Conditions de travail en proximité

| Les conditions sociales

La Direction méprise la gravité de la situation et tente d’esquiver ses responsabilités.

La CGT appelle les cheminots à hausser le ton !

Neuf suicides en quelques semaines, des collectifs de travail mais aussi des individus en souffrance depuis des mois et même des années, pourtant, les réorganisations locales et nationales ou les stratégies de filialisation se pour-suivent et s’accélèrent.

La Direction n’a pas pris la mesure des drames qui se déroulent. Alors que la souffrance au travail se traduit de plus en plus violemment dans la vie des cheminots, la Direction continue de nier ses responsabilités dans cette crise sanitaire.

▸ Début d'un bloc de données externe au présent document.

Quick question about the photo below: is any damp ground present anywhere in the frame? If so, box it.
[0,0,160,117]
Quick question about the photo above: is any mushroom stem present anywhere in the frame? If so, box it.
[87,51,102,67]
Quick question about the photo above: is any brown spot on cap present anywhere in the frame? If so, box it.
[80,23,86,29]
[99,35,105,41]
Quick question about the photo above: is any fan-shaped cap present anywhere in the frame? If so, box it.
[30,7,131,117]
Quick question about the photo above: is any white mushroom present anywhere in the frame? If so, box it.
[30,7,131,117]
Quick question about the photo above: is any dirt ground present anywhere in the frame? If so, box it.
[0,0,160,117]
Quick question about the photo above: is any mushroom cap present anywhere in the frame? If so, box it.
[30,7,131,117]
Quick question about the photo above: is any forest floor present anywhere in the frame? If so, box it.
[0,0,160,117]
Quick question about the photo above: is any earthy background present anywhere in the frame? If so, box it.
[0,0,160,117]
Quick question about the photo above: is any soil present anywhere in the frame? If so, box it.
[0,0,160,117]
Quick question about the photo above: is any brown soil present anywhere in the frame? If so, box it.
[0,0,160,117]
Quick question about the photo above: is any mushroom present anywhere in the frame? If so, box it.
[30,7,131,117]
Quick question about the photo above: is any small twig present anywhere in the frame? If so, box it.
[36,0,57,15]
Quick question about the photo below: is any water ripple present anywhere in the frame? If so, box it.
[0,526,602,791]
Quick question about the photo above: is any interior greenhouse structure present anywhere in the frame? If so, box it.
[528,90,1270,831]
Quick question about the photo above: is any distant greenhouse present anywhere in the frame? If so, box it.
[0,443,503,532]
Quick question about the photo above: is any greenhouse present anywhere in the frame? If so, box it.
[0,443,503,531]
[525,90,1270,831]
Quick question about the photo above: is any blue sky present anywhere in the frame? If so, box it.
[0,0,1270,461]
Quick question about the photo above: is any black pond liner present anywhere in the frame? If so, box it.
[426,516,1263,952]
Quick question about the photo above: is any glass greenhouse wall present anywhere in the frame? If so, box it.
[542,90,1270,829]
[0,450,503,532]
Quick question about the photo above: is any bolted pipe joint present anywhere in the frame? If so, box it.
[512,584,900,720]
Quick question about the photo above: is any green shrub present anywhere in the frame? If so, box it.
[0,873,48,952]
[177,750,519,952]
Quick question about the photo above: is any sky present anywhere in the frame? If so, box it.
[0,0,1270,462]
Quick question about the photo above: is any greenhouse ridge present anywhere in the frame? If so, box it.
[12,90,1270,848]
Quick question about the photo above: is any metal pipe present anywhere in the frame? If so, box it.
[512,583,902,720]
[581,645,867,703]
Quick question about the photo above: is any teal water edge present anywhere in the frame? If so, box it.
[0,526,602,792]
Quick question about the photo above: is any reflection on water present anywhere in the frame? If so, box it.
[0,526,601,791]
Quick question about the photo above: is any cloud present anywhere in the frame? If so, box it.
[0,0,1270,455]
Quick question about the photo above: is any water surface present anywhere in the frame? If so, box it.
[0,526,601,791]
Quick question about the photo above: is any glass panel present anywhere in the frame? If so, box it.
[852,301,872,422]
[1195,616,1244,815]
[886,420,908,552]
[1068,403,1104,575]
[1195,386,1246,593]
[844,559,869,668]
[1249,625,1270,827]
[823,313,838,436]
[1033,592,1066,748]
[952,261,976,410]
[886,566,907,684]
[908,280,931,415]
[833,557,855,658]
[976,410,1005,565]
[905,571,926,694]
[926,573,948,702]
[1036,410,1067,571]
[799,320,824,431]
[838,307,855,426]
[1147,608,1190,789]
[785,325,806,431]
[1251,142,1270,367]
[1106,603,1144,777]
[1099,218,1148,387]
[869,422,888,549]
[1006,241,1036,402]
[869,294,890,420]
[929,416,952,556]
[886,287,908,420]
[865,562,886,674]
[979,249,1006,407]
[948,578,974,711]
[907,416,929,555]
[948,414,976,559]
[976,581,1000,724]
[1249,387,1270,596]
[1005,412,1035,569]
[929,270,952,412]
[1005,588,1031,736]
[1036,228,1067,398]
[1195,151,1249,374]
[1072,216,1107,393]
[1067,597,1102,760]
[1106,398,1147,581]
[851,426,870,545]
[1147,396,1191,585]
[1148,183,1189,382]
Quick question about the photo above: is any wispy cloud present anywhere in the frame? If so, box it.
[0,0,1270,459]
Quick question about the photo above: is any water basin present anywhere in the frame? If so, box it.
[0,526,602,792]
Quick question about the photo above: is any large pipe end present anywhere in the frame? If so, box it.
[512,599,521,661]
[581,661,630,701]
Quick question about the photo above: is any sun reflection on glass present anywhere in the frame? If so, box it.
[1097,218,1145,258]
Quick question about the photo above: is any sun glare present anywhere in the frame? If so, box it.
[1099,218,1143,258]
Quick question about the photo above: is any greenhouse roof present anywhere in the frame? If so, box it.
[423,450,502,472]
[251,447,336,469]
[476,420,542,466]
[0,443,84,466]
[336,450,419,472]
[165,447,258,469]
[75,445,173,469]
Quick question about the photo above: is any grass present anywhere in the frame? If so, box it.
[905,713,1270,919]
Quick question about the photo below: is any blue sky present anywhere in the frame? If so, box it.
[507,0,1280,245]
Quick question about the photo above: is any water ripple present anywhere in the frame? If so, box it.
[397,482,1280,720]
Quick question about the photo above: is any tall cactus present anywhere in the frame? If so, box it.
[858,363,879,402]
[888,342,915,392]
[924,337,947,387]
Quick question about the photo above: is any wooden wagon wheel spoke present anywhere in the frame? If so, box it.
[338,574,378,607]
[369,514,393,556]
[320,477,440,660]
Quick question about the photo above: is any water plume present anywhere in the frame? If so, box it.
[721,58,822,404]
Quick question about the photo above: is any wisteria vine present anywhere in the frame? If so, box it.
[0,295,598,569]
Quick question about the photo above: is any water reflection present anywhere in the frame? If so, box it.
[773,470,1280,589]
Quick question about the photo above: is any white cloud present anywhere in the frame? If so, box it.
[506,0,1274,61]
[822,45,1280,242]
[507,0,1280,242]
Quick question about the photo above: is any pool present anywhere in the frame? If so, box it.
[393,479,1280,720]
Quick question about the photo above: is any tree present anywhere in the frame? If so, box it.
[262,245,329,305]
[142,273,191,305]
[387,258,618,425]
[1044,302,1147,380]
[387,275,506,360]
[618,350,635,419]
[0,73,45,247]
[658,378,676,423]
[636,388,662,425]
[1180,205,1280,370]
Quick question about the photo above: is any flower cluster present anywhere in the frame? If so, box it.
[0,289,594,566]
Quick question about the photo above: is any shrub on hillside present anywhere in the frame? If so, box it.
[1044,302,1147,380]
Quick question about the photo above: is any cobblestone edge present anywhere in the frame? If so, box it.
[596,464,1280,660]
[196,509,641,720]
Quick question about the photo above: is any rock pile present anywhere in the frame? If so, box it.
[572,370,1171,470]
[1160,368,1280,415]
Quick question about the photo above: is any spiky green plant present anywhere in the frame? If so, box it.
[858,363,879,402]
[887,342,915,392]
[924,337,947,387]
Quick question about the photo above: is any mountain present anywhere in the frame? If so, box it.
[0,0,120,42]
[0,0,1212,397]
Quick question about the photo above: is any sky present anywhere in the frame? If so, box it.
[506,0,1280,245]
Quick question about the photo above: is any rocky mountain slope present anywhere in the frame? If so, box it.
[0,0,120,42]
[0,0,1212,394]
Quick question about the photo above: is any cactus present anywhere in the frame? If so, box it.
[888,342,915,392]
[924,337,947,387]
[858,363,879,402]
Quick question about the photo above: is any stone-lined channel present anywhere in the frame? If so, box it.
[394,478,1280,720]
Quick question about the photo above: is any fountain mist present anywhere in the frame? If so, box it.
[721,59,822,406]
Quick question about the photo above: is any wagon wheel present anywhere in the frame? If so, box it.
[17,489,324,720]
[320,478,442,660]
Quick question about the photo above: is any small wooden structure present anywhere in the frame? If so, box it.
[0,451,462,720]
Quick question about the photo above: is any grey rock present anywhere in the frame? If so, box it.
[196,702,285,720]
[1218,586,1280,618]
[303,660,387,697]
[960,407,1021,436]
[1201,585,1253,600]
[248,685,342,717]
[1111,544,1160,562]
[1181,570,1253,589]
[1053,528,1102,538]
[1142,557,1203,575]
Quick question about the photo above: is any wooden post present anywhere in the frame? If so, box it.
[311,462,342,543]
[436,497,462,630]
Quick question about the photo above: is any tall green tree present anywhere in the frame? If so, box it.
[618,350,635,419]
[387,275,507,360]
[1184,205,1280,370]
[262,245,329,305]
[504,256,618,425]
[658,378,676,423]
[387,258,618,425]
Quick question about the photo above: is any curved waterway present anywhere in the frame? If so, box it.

Lors de la table ronde de ce jour, elle ne consent qu’à programmer différents groupes de travail, des retours d’expérience et un observatoire du travail, avec pour seul objectif d’accompagner les restructurations toujours plus nombreuses.

Pour cela, elle compte déployer une nouvelle « task force RH » dans les territoires pour mieux faire passer la pilule. Pour être clair, elle invite les cheminots à une écoute « polie » sans moyens pour améliorer les conditions de travail.

La Fédération CGT des cheminots n’accompagnera jamais ces réorganisations qui broient tant de vies et aggravent la souffrance au travail. En séance, la CGT a rappelé l’exigence de mesures immédiates :

  • la mise en œuvre par la Direction de dispositifs d’aide et de soutien pour les familles et les collègues des cheminots ayant perdu la vie ;
  • l’arrêt des réorganisations locales et nationales ainsi qu’un moratoire sur l’ouverture à la concurrence dans l’ensemble des sociétés du groupe public unifié SNCF ainsi que dans l’ensemble des filiales fret et voyageurs ;
  • l’ouverture de négociations immédiates sur le niveau des embauches, surla formation professionnelle initiale et continue, sur les conditions de travailet les conditions sanitaires des cheminots ainsi que sur la sécurité ferroviaire, ceci afin de prendre des mesures d’urgence et stopper les drames.

Aucune réponse sérieuse n’a été fournie, renvoyant l’essentiel à différents groupes de parole. La CGT a donc quitté cette table ronde stérile.

NOUS APPELONS LES CHEMINOTS, SUR TOUT LE TERRITOIRE, À S’ORGANISER DANS LES SYNDICATS DE SITE AFIN DE CONSTRUIRE LES MOBILISATIONS NÉCESSAIRES POUR FAIRE PLIER LES DIRECTIONS LOCALES POUR AMÉLIORER LES CONDITIONS DE TRAVAIL EN PROXIMITÉ.